In more Jungian terms, the designated Them are the objects of shadow projection. They are scapegoated and discounted. Regrettably for Jungians, the Them tend to be healthier and more functional in the modern environment (which I call "polytribal" or made up of many different part-tribes, none of which is whole unto itself). I see most of Jungianism's problems as stemming from its unconscious, simplistic, and compulsive monotribalism and its unintentional march toward a kind of romantic monotribal ideal. In this compulsion or complex, Jungians lose their capacity to be psychological (i.e., to think analytically about the psyche, their psyches, as objects). Instead, they fall into what Jung liked to call
abaissement du niveau mental (a lowering of the threshold of consciousness) and "participation mystique". Participation mystique is, I feel, the natural state of premodern monotribal sociality. Jung reserved the term for "primitives", but I think it is just the natural, default, habitual sociality for our species.

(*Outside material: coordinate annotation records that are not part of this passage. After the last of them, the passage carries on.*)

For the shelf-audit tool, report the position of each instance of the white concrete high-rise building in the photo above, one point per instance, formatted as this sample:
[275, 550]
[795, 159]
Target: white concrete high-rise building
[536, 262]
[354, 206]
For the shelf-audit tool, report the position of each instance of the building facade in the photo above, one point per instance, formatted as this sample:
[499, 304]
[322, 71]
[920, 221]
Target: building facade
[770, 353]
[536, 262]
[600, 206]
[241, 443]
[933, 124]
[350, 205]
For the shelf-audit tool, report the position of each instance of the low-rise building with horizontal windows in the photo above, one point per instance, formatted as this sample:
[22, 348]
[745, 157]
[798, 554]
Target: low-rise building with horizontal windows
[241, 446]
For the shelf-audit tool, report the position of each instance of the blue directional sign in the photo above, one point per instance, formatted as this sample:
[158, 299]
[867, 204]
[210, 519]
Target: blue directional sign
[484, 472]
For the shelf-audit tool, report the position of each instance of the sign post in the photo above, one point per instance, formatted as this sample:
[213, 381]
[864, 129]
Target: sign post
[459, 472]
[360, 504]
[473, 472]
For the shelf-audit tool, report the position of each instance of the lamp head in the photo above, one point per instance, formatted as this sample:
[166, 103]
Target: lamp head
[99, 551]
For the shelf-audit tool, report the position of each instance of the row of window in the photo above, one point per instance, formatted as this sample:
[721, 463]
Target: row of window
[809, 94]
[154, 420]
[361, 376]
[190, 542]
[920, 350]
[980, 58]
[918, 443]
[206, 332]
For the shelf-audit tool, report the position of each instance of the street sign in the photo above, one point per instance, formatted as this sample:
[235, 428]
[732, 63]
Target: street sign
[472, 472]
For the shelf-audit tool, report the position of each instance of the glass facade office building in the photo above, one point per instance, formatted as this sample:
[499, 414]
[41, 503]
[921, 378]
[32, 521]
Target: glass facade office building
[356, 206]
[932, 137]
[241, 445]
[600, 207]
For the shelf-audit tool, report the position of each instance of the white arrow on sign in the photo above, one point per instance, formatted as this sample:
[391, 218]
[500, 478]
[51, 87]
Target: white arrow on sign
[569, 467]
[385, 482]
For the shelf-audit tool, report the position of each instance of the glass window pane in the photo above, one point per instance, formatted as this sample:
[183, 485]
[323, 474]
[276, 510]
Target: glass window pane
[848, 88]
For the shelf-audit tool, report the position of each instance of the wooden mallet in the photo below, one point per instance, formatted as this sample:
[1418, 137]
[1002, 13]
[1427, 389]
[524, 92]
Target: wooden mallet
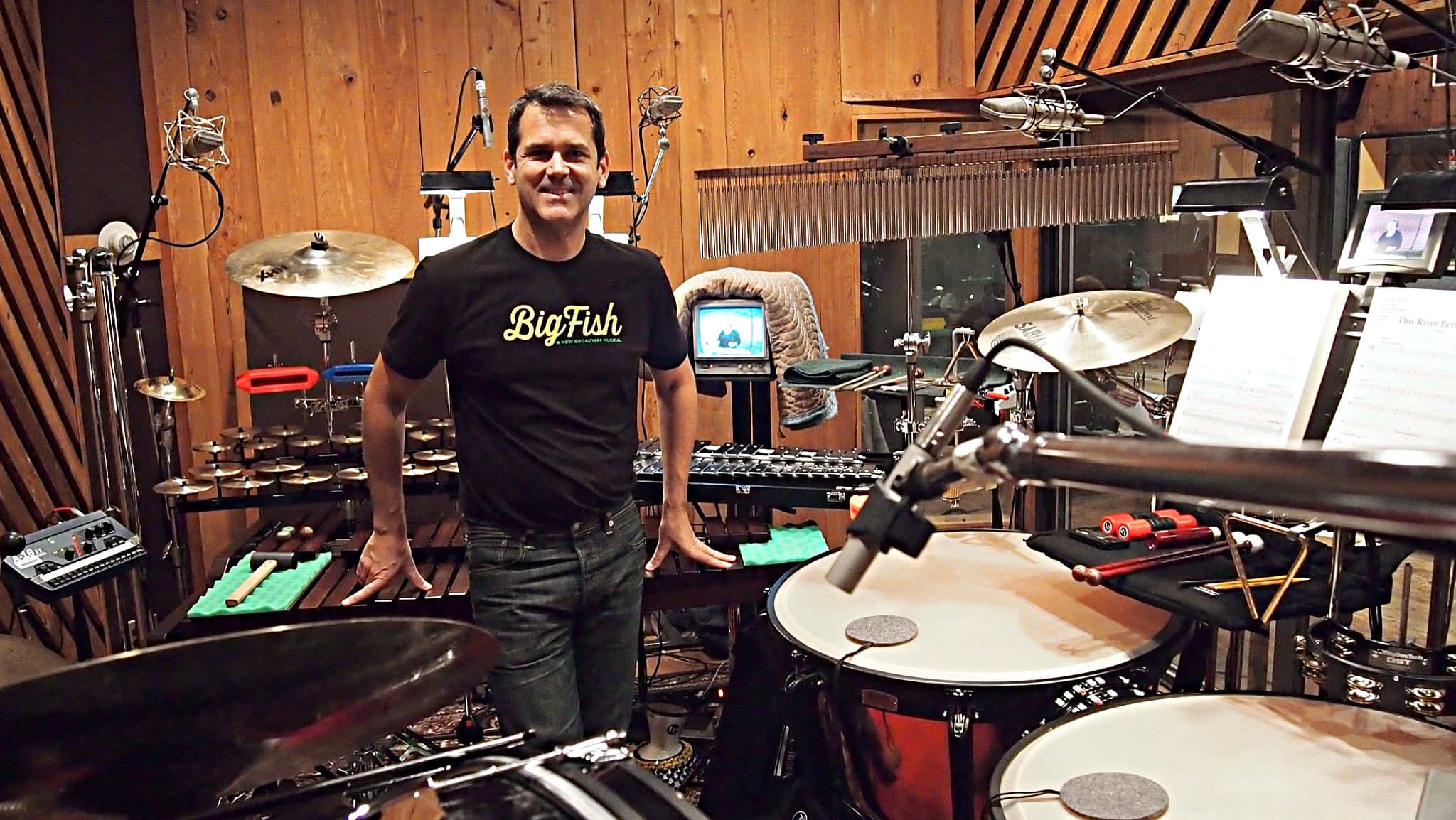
[264, 564]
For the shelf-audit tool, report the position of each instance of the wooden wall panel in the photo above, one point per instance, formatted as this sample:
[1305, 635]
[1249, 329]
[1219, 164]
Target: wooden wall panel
[43, 453]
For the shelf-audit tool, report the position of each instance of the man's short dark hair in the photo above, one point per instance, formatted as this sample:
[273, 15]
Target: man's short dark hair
[557, 95]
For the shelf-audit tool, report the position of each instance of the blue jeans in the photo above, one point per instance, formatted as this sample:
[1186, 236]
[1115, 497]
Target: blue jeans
[565, 606]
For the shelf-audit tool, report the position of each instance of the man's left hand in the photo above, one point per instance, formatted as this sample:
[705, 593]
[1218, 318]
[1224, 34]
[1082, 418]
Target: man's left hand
[676, 534]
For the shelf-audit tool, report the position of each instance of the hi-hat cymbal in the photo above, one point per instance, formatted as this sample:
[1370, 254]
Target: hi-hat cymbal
[284, 465]
[1088, 331]
[347, 684]
[183, 487]
[319, 264]
[211, 448]
[216, 471]
[169, 389]
[306, 477]
[434, 456]
[248, 482]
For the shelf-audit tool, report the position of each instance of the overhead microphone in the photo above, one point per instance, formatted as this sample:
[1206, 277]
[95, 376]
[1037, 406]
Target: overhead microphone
[487, 126]
[1305, 44]
[1037, 114]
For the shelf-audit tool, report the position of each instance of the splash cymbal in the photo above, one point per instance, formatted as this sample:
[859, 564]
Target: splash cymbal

There is an inherent problem in Jungians (who are supposedly "psychologists", psychotherapists, and those interested in psychology) becoming un-psychological. It makes them non-adaptive as a tribe and dysfunctional as a "school of thought" or intellectual organization. We might say that being un-psychological means that Jungians live in "Bad Faith", because their psychological-ness should largely define them (as it did Jung). We might also call this (to use a term Jung also liked) a "loss of soul" for the Jungian tribe, because that "Bad Faith" works to dissociate Jungianism from its tribal "soul" or sense of healthy, adaptive, survivable identity.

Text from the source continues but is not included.